Formats, Standards and Integrations¶
Data Formats and Standards¶
Coding and naming conventions¶
For historical reasons, in the names of entities, parameters and URLs we are following these conventions:
- Entity names:
PascalCase
- parameters:
camelCase
- URI path elements:
snake_case
The only exception is: service-info
which is a required GA4GH standard and has a different word separation convention.
Schema Language and Conventions¶
The Beacon v2 API follows OpenAPI 3.0.2 specification for the endpoints, in conjuntion with JSON Schema (2020-12) to define the Framework and the Models components. The specification uses JSON references ($ref
) to reference internal (e.g., definitions) or external concepts/terms (e.g., VRS).
The Beacon v2 specification is written in YAML. The original files are located under src
directory (see below). For technical purposes, we also provide a copy of the original YAML in JSON format (see json
directory below). Changes in the specification must be performed in the YAML version and are then rewritten to the JSON version.
framework
|-- json
| |-- common
| | `-- examples
| |-- configuration
| | `-- examples
| |-- requests
| | |-- examples-fullDocuments
| | `-- examples-sections
| `-- responses
| |-- sections
| |-- examples-fullDocuments
| `-- examples-sections
`-- src
|-- common
| `-- examples
|-- configuration
| `-- examples
|-- requests
| |-- examples-fullDocuments
| `-- examples-sections
`-- responses
|-- sections
|-- examples-fullDocuments
`-- examples-sections
models
|-- json
| `-- beacon-v2-default-model
| |-- analyses
| | `-- examples
| |-- biosamples
| | `-- examples
| |-- cohorts
| | `-- examples
| |-- common
| |-- datasets
| | `-- examples
| |-- genomicVariations
| | `-- examples
| |-- individuals
| | `-- examples
| `-- runs
| `-- examples
`-- src
`-- beacon-v2-default-model
|-- analyses
| `-- examples
|-- biosamples
| `-- examples
|-- cohorts
| `-- examples
|-- common
|-- datasets
| `-- examples
|-- genomicVariations
| `-- examples
|-- individuals
| `-- examples
`-- runs
`-- examples
Genome Coordinates¶
GA4GH Genome Coordinate Use Recommendation1
- We recommends the use of "0-start, half-open" (interbase) coordinate system in all systems
- "1-start, fully-closed" should be used when displaying coordinates through a GUI or report
Dates and Times¶
Date and time formats are specified as ISO8601 compatible strings, both for time points as well as for durations. Some of the ISO8601 compatible formats have not (yet) been used in the Beacon v2 default model.
Examples¶
- time stamp in milliseconds in YYYY-MM-DDTHH:MM:SS.SSS
- 2015-02-10T00:03:42.123Z
- schema specification in JSON Schema is
"type": "string", format": "date-time"
- Timepoints with millisecond granularity are typical use cases for timing computer generated entries, e.g. the time of a record's update ("updateTime").

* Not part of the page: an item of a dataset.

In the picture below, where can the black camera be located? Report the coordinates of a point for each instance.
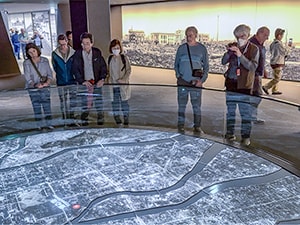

- schema specification in JSON Schema is
- 2015-02-10T00:03:42.123Z
- age in years and months in PnYnM
- P43Y08M
LINK: W3C ISO8601¶
LINK: ISO8601 documentation at GA4GH SchemaBlocks¶
Integration with External Standards¶
The development of the Beacon v2 framework and default model closely follows and widely adopts concepts and schemas from approved GA4GH products such as Phenopackets and the Variant Representation Standard (VRS).
Variant Representation Standard (VRS)¶
The GA4GH Variant Representation Standard (VRS) constitutes the reference one should use when implementing representations of genomic variations. The current version 1.2 has been approved and covers a set of use cases and requirements, especially with respect to genomic (including cytogenetic or feature based) locations. However, it is not yet suitable for a number of practical use cases, especially the representation of some structural variations.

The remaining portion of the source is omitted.